Néanmoins, de nombreuses allégations concernant un pacte secret entre le gouvernement Bukele et les gangs ont fait surface, et ont remis en question la façon dont il est parvenu à élever le sentiment de sécurité. En 2021, les Etats-Unis ont sanctionné deux membres du gouvernement du Salvador après les avoir accusés de négocier un accord secret avec des membres de gangs et de consolider leurs soutiens politiques. Le site indépendant d'investigation EL Faro a également publié des images et des enregistrements sonores mettant en évidence le pacte supposé entre l'administration Bukele et les gangs. Pourtant, malgré les preuves présentées par El Faro, rares sont ceux qui croient ces rapports.
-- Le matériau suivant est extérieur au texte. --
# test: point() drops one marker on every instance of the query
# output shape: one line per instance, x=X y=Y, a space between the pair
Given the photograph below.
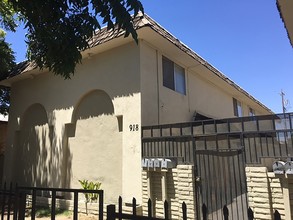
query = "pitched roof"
x=285 y=10
x=104 y=35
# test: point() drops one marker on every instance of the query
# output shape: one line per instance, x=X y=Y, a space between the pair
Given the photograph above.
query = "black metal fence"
x=258 y=136
x=14 y=200
x=219 y=150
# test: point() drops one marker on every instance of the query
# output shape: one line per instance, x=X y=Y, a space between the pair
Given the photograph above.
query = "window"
x=237 y=108
x=251 y=112
x=173 y=76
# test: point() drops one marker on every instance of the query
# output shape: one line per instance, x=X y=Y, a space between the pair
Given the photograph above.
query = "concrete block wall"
x=267 y=192
x=180 y=187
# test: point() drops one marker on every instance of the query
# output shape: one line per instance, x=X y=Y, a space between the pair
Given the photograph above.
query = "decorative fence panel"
x=112 y=214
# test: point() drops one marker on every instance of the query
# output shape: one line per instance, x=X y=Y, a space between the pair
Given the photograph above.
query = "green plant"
x=90 y=185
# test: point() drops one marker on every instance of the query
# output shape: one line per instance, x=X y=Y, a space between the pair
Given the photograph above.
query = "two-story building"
x=89 y=127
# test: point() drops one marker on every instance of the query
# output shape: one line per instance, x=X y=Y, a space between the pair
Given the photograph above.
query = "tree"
x=7 y=61
x=58 y=30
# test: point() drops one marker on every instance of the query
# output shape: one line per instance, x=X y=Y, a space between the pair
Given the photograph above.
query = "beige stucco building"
x=88 y=127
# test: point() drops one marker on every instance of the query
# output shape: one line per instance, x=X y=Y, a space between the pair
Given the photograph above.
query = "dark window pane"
x=235 y=107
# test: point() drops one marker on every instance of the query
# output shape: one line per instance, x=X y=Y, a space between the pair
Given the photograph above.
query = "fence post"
x=22 y=205
x=53 y=205
x=9 y=201
x=3 y=201
x=250 y=214
x=277 y=215
x=120 y=207
x=204 y=210
x=149 y=208
x=134 y=206
x=110 y=212
x=225 y=212
x=75 y=205
x=166 y=209
x=184 y=211
x=16 y=202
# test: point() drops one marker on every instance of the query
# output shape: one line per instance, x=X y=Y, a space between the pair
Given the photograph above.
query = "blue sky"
x=245 y=40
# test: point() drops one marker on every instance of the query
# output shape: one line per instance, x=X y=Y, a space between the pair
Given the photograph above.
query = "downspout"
x=158 y=87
Beaucoup croient que la propagande de Bukele et ses tentatives de ridiculiser la presse et de la réduire au silence ont influencé l'opinion publique, et ils pourraient avoir raison. Cependant, le sentiment de sécurité est la principale raison pour laquelle les Salvadoriens souhaitent le voir réélu, ceci malgré les accusations de non respect des droits de l'homme, de comportement de plus en plus autoritaire et de négociations secrètes avec les gangs.
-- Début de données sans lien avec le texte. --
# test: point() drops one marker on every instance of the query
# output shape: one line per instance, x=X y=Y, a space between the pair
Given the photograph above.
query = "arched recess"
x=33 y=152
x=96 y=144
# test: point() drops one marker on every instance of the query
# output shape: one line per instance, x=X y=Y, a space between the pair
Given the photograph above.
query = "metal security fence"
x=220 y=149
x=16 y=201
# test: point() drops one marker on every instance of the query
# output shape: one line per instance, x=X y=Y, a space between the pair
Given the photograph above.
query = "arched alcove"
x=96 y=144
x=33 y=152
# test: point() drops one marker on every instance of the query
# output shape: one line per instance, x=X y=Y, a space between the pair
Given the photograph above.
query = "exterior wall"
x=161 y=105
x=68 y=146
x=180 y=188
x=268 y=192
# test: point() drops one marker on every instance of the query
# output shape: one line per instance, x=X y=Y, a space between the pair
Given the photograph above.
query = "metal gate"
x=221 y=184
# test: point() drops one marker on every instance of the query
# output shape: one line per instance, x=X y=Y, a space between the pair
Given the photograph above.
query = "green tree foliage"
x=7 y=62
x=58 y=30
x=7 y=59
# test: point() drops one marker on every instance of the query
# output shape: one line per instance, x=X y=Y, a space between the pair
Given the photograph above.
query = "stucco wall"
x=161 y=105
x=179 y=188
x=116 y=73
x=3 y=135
Le fait que la réélection de Bukele soit conforme ou non à la constitution n'a que peu d'importance pour le Salvadorien moyen. Ils sont davantage préoccupés par le sentiment de sécurité, leur travail, la possibilité d'aller à l'école ou de faire leurs courses. Pour eux, ce sont des domaines dans lesquels l'administration Bukele a rempli ses engagements. À l'heure qu'il est, nombreux sont ceux prêts à soutenir Nayib Bukele à tout prix.

*L'étude CID Gallup révèle 91 pour cent d'opinion favorable, un autre sondage publié par l'université indépendante locale affirmait que les Salvadoriens lui donnaient « une note de 7,99 sur 10 », et le journal local ( dont les vues sont souvent critiques envers l'administration Bukele) publiait un chiffre de 74 pour cent d'opinions favorables. En tout état de cause, les derniers chiffres de l'étude du CID Gallup montrent que 85 pour cent des Salvadoriens sont en faveur de la mise en place de mesures plus strictes encore contre les gangs.